I Gandolfi: «Non si può andare avanti senza una prospettiva»
«Siamo stati chiusi ben sei mesi quest'anno - dicono Fabio e Francesco, titolari della pizzeria i Gandolfi - sfido chiunque a mandare avanti un'azienda con la prospettiva di non lavorare per sei mesi su dodici.
Perché anche se noi non abbiamo incassato nulla le nostre spese sono state le stesse, abbiamo le nostre famiglie da mantenere, dei figli. Chiediamo solo di lavorare in sicurezza e di avere una prospettiva, perché ad oggi non si sa cosa succederà nei prossimi mesi, non ci sono programmi, non c'è alcuna garanzia. E siamo in questa situazione da un anno. Oltretutto ci sentiamo abbandonati e discriminati, perché ogni volta che c'è una nuova stretta la nostra è sempre tra le categorie più penalizzate, questo non è giusto. Abbiamo speso molti soldi per metterci in regola e poter lavorare. Io ho persino ricomprato tutti i tavolini per poter avere il distanziamento regolare, ed evitare il plexiglass perchè l'effetto era quello di uno sportello bancario. Abbiamo sostenuto delle spese per garantire la sicurezza a tutti ma non abbiamo potuto lavorare ugualmente. Non possiamo andare avanti così». «Ci ha amareggiato l'atteggiamento delle associazioni di categoria, che ci hanno lasciati soli, e di alcuni nostri colleghi, che hanno addirittura lanciato il controhashtag #iononapro. In questo momento dovremmo essere uniti, noi stiamo manifestando anche per loro».
Hd da Ivan: «Non capiamo il perché di queste regole»

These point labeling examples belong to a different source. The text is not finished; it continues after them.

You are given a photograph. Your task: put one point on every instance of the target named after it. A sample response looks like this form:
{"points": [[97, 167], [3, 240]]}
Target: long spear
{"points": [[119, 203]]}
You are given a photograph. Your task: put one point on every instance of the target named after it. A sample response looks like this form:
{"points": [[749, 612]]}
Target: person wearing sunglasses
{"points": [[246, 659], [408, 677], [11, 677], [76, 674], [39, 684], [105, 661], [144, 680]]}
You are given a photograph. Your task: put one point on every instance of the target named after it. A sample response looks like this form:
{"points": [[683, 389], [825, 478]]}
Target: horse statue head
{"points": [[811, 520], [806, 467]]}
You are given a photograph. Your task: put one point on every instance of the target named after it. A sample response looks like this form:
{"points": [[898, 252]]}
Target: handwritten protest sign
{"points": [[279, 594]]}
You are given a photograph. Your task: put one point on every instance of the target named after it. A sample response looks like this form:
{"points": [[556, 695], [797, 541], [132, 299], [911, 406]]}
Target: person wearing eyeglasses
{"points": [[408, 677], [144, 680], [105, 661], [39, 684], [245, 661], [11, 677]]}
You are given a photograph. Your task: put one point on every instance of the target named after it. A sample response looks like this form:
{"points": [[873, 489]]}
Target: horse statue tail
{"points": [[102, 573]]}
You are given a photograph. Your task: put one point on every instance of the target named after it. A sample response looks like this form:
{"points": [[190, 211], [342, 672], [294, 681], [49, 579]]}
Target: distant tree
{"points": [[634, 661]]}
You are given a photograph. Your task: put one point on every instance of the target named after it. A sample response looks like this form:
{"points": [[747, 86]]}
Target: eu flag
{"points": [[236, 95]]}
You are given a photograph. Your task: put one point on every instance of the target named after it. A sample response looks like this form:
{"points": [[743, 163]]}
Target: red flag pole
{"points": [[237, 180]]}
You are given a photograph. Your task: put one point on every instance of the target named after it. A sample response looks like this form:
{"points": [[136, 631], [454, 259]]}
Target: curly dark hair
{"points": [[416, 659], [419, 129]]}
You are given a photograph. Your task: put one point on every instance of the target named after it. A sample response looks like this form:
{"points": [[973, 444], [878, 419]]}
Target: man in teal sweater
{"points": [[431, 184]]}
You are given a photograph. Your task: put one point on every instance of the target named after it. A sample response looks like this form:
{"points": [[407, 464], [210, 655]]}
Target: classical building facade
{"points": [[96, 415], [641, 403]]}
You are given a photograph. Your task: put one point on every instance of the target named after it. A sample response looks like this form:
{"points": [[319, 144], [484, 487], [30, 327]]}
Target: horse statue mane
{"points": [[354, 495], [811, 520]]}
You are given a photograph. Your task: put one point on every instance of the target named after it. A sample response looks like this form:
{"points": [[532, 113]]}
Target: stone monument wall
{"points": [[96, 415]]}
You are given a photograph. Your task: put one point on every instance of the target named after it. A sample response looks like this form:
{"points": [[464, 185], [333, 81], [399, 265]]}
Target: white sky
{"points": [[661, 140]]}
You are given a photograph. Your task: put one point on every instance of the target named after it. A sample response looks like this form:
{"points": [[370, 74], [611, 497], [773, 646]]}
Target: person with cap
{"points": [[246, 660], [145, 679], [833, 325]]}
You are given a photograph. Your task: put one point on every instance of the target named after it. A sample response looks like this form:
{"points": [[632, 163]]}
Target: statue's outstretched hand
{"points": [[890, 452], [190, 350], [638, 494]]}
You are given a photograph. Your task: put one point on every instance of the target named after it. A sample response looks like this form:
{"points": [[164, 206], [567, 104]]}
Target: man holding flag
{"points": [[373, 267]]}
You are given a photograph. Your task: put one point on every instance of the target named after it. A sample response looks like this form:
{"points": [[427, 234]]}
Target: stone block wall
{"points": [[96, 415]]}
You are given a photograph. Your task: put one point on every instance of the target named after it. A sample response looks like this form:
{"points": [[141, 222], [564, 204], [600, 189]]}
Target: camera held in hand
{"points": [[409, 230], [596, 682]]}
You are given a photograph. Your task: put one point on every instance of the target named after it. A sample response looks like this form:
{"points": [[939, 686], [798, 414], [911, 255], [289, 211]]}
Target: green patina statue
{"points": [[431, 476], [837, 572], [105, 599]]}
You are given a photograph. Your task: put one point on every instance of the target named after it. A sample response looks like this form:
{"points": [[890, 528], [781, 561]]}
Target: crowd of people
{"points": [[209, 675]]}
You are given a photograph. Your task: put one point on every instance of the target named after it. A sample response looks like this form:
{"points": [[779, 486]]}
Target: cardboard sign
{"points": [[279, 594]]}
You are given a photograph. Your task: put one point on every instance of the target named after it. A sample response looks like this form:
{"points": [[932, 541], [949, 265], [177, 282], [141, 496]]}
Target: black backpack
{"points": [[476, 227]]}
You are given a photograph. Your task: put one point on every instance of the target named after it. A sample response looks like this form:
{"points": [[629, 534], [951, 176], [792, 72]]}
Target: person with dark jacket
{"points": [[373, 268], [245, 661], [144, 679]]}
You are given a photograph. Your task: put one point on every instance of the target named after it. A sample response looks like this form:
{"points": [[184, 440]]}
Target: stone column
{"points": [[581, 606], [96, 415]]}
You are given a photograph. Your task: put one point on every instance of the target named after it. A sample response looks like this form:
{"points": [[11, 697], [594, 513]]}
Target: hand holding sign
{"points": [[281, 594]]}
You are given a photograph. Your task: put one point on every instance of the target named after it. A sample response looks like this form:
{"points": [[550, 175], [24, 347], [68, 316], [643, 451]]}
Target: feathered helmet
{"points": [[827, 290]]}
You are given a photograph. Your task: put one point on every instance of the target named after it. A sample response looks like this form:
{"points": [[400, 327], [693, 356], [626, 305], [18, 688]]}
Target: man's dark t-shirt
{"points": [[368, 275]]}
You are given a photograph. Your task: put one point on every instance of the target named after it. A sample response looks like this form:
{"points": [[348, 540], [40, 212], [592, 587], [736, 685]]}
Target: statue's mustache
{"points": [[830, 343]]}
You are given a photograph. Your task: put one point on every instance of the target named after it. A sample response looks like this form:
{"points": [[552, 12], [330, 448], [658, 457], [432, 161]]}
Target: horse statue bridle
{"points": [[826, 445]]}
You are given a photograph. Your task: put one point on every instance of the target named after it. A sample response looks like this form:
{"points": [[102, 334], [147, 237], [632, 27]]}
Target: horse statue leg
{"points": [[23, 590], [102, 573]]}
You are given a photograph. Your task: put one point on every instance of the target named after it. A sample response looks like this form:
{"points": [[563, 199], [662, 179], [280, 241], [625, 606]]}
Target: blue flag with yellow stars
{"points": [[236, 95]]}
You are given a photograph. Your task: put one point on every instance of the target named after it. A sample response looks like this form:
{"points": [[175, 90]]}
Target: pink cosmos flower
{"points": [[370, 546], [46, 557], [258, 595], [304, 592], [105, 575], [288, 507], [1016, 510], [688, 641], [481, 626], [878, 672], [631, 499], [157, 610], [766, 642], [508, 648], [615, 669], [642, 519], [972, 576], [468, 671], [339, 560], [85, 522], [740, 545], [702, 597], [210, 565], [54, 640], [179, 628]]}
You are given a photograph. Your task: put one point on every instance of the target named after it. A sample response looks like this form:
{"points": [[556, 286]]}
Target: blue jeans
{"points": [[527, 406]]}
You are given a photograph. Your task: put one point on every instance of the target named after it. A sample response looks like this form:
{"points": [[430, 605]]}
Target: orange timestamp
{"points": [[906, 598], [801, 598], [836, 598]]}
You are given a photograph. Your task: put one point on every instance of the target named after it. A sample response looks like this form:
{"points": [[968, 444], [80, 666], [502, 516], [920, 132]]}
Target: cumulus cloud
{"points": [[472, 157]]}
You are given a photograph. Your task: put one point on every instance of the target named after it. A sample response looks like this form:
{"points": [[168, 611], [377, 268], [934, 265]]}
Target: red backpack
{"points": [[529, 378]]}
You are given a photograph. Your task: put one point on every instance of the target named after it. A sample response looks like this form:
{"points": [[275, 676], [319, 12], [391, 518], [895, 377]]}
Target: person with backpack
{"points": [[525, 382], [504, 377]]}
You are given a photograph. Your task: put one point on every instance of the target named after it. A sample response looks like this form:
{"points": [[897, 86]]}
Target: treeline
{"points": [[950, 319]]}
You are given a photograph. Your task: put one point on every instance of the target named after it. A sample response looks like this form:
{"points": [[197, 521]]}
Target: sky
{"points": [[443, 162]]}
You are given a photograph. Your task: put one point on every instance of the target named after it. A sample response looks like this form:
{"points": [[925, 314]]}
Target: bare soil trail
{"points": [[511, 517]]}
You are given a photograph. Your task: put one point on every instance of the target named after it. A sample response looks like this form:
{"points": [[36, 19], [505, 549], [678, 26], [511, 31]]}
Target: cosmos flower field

(e. l.) – Federica e Ivan della steak house e pizzeria “Hd da Ivan” di Magliano Alpi tengono le luci accese e, per questa sera, hanno radunato i dipendenti per un breve video di protesta. «Non capiamo il perché di queste regole. Questa è come una dittatura, non abbiamo più parole. Abbiamo già, subito, ricevuti i controlli. In precedenza ci siamo confrontati con i nostri legali e mettendo sul piatto tutti i rischi (anche per gli ipotetici clienti) non abbiamo aderito alla manifestazione vera e propria dell’“ioapro”, ma vogliamo esprimere il nostro dissenso. In maniera simbolica».